Meaningful limitation: Shippeo's North American carrier coverage is still catching up to its European depth. US-only operations will find better carrier coverage from domestic-first platforms.

6. EasyPost

EasyPost is a multi-carrier shipping API that includes tracking as part of its carrier connectivity layer. It is primarily a developer tool: it provides a unified API for rate shopping, label generation, and tracking across carriers including UPS, FedEx, USPS, DHL, and hundreds of regional carriers.

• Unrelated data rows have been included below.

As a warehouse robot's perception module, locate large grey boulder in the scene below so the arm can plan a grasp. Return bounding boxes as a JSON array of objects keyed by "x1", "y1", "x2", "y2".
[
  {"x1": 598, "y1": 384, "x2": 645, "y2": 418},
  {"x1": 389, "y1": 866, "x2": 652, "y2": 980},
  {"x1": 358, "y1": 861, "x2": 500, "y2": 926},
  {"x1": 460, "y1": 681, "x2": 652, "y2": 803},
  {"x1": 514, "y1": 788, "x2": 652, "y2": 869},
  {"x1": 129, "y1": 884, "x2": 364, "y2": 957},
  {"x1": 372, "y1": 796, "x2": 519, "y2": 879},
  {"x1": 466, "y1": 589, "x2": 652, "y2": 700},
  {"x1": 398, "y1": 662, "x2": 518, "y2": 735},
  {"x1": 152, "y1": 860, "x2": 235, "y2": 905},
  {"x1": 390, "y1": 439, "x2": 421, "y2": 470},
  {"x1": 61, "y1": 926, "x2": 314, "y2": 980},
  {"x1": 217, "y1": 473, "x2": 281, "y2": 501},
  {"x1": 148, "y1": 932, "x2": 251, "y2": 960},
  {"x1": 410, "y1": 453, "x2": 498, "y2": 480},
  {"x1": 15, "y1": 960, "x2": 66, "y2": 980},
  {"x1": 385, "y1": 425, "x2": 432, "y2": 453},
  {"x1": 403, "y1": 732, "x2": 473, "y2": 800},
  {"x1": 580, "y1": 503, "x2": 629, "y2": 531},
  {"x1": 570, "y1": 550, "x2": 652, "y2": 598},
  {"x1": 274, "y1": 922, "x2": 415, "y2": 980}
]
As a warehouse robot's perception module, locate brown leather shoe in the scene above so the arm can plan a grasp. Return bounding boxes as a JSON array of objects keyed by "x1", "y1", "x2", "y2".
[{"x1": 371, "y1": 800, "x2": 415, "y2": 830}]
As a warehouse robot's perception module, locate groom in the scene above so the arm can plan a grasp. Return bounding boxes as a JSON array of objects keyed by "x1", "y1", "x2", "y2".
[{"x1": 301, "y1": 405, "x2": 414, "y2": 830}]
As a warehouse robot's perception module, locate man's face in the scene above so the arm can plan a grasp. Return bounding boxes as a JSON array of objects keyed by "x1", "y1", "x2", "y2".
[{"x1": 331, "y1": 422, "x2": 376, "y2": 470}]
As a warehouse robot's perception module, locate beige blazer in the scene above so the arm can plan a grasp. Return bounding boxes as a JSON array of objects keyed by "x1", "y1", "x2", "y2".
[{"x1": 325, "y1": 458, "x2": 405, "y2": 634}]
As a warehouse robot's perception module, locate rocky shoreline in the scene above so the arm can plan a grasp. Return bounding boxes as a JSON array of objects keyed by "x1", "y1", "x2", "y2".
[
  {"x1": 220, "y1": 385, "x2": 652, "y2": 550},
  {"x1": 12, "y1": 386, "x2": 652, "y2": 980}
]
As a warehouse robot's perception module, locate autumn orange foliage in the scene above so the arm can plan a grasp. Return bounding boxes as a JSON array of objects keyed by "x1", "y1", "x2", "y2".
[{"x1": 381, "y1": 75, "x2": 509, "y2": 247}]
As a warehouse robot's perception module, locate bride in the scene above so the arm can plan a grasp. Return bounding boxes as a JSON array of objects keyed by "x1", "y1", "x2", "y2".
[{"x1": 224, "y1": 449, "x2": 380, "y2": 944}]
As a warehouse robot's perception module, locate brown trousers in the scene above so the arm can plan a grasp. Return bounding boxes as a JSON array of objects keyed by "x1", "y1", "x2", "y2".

Best for: Operations with engineering resources that want to build a custom tracking experience without managing individual carrier API integrations directly.

Pricing tier: $ to $$ (pay-per-use; tracking events are low cost at scale)

Key differentiator: EasyPost's unified API handles the carrier-specific authentication, data normalization, and webhook delivery that would otherwise require individual integrations per carrier. This removes 80 to 200 hours of development time per carrier from your engineering backlog.

Meaningful limitation: EasyPost is infrastructure, not a product. There is no UI, no branded tracking page, and no exception management layer out of the box. You are building the experience on top of it.

Pro tip: If you are evaluating EasyPost to replace a carrier-agnostic platform, check whether your top 5 carriers already provide webhooks directly. If they do, EasyPost's value is in the long tail of smaller carriers, not your primary lanes.

7. Custom Glide Tracking Solutions

For freight forwarders whose workflows do not fit the template assumptions of off-the-shelf platforms, a custom-built tracking layer can be more practical than forcing an enterprise platform to accommodate non-standard operations.

LowCode Agency has built freight visibility tools on Glide for operations that needed carrier tracking integrated with proprietary customer portals, customs document workflows, and internal load boards that no off-the-shelf platform supports. The founder worked at Glide, which means this is not a surface-level integration.

Best for: Forwarders with 2 to 15 staff who have specific workflow requirements that generic platforms either cannot accommodate or charge enterprise prices to customize.

Pricing tier: $ (custom build cost; ongoing platform fees are low)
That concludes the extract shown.